Menfi Tespit Davası Nedir? Menfi Tespit Davasında Bilirkişi Ücretini Kim Öder, İspat Yükü Kime Aittir?


Borç ilişkilerinde taraflar arasında yaşanabilecek bazı ihtilaflar, yalnızca belge üzerinden değil, yorum farklılıklarından da kaynaklanabilir. Bir ödeme iddiası, bazı durumlarda yalnızca taraflar arasında değil, hukuki sistem içerisinde de sorgulanması gereken bir konu hâline gelir. Bu sorgulama, çoğu zaman belgelerin diliyle değil, süreçlerin içeriğiyle açıklık kazanır. Menfi tespit davası nedir, bilirkişi ücretini kim öder, ispat yükü kime aittir gibi sorular sürece açıklık kazandırmak için sorulmaktadır.
Menfi Tespit Davası Nedir?
Menfi tespit davası, bir kişinin aslında borçlu olmadığını mahkeme yoluyla tespit ettirmek amacıyla açtığı özel bir dava türüdür. En yaygın şekilde, borçlu olduğu iddiasıyla hakkında icra takibi başlatılan ya da başlatılma ihtimali bulunan kişiler tarafından başvurulan bu dava, borçsuzluğun resmi olarak ortaya konulmasını sağlar. Dava hem icra takibi başlamadan önce hem de takip başladıktan sonra açılabilir.
Takip öncesinde açılan menfi tespit davası, haksız yere başlatılacak bir takip ihtimaline karşı kişiyi korumayı amaçlar. Takip sırasında açılan dava ise genellikle icra dosyasında yer alan borcun gerçekte mevcut olmadığını ileri sürerek takibin durdurulmasını talep eder. Özellikle senet, çek ya da yazılı borç belgeleri gibi dayanaklarla başlatılan takiplerde bu dava sıkça görülür.

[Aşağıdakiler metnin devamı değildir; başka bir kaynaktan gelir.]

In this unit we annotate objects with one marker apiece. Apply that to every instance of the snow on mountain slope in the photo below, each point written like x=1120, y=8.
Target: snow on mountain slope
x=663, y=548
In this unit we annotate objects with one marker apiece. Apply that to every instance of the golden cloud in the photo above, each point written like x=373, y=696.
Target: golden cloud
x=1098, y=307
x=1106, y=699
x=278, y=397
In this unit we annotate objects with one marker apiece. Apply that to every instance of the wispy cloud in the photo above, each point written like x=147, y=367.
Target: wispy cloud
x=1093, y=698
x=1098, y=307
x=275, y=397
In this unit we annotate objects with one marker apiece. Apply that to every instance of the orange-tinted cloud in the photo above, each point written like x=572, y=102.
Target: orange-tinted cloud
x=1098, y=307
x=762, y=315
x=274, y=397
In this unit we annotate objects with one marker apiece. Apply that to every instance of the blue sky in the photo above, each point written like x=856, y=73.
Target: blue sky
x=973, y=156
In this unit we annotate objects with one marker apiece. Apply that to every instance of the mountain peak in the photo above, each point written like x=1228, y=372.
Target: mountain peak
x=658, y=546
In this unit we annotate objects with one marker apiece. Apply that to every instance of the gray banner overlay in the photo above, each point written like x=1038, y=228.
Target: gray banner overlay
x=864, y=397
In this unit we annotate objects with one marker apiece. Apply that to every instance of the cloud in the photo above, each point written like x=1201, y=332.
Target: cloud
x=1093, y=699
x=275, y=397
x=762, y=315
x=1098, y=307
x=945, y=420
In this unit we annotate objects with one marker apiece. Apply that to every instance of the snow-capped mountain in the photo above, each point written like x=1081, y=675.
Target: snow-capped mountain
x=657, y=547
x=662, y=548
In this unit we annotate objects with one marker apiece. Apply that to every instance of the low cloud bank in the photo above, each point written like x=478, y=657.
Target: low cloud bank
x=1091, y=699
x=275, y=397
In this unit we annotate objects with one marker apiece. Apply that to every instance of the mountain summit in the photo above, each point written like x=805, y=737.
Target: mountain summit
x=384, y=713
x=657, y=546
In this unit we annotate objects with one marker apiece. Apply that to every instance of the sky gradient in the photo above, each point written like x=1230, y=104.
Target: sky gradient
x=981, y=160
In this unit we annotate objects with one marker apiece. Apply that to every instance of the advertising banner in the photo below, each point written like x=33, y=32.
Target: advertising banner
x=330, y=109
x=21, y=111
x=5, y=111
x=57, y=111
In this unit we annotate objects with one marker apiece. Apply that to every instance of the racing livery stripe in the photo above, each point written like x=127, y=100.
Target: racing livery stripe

Menfi tespit davası açan kişi, borçlu olmadığını mahkeme nezdinde ispatlamaya çalışır. Dava sonunda mahkeme borcun gerçekten mevcut olmadığına karar verirse, icra takibi iptal edilir ve davacı, borçlu olmadığı halde maruz kaldığı takipten kurtulmuş olur.
Menfi Tespit Davasında Bilirkişi Ücretini Kim Öder, İspat Yükü Kime Aittir?
Menfi tespit davası sırasında teknik bilgi gerektiren konularda mahkeme bilirkişi atayabilir. Örneğin bir senetteki imzanın davacıya ait olup olmadığı, ödeme hesaplarının doğruluğu ya da ticari defter kayıtlarının analizi gibi konular için bilirkişi görüşüne başvurulması gerekebilir.
Bilirkişi ücreti, bu incelemeyi talep eden tarafça başta mahkeme veznesine peşin olarak yatırılır. Genellikle davacı taraf kendi iddiasını ispatlamak amacıyla bilirkişi talep ettiği için, ücret de ilk etapta davacıdan alınır. Ancak davanın sonunda haksız çıkan taraf bu gideri karşılamakla yükümlü olur. Yani davacı haklı bulunursa, ödediği ücret davalıdan tahsil edilir. Mahkeme masraf yükünü son karar aşamasında kimin aleyhine hüküm verilmişse ona yükler.
İspat yükü ise genel ilkeye göre, iddia eden tarafa aittir. Menfi tespit davasında iddia eden, yani borçlu olmadığını ileri süren kişi olduğundan, borcun mevcut olmadığını ispatlama yükü davacıya düşer. Yani davayı açan kişi, “bu borç bana ait değil” diyorsa, bu iddiasını somut delillerle desteklemelidir. Ancak bazı özel durumlarda ispat yükü yer değiştirir. Örneğin, imzanın sahte olduğu iddia ediliyorsa, bu durumda imzanın gerçekliğini ispatlama görevi karşı tarafa geçer.